Roseanne menatap Anya lekat-lekat, ia lalu mempersilakan gadis itu meminum tehnya, sebelum melanjutkan ke pertanyaan selanjutnya.
"Dimana kalian pertama kali bertemu?"
Tepat sekali dugaan Anya, wanita tua di hadapannya itu pasti akan melontarkan pertanyaan ini.
"Di kampus."
"Apa kau juga berkuliah di tempat yang sama dengan Xavier?" Roseanne mengerutkan dahinya yang penuh dengan lipatan tanda penuaan.
"Tidak, aku hanya tukang sapu disana. Maksudku aku bekerja sebagai petugas kebersihan lepas disana. Aku hanya datang tiga kali seminggu, dan terkadang —"
"Sudah, sudah cukup. Aku mengerti, jadi pertanyaan selanjutnya adalah ... " Roseanne tak segera melanjutkan kata-katanya. Wanita itu tersenyum misterius lalu, mengambil secangkir teh di hadapannya lalu menyesap isinya perlahan. Anya merasa terintimidasi dengan cara wanita tua itu memandang dirinya kini.
"Apakah kau mencintai cucuku?" tanya wanita tua itu dengan nada yang tak biasa. Sangat berbeda dengan nada bicara yang sebelumnya.
"Kenapa anda menanyakan hal itu Nyonya? Apa anda takut aku tidak mencintai cucu anda?" Entah nyali darimana Anya dapatkan, tiba-tiba saja mulutnya mengucapkan kata-kata yang terkesan berani itu. Roseanne tampak cukup kaget dengan jawaban retoris Anya.
Roseanne mengangkat salah satu sudut bibirnya.
"Apa kau tahu, apa akibatnya jika ada orang yang berani mempermainkan anggota keluarga ku?"
Anya mengangguk, "aku tidak cukup bodoh itu melakukan hal itu, Nyonya."

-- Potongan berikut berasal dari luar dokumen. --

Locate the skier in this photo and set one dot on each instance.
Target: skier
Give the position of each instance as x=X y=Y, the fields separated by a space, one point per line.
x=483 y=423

"Kalau kau menikahi cucuku hanya untuk mendapatkan harta darinya, maka sebaiknya kau enyah dari rumah ini sekarang." Roseanne mengeluarkan selembar cek yang belum diisi pada Anya.
"Kau bisa mengisinya dengan nominal berapapun, sesukamu. Dan kau bebas, kau tak perlu berpura-pura mencinta atau menikahi cucuku, kalau memang hanya uang itu yang kau inginkan."
Anya menatap selembar cek yang belum diisi nominalnya tapi telah ditandatangani itu. Ia lalu tanpa basa-basi menggeser benda tipis itu ke arah Roseanne, mengembalikan sembari berkata.
"Cinta dari cucu anda lebih berharga dari benda ini, maaf anda bisa menawarkan hal ini kepada yang lain."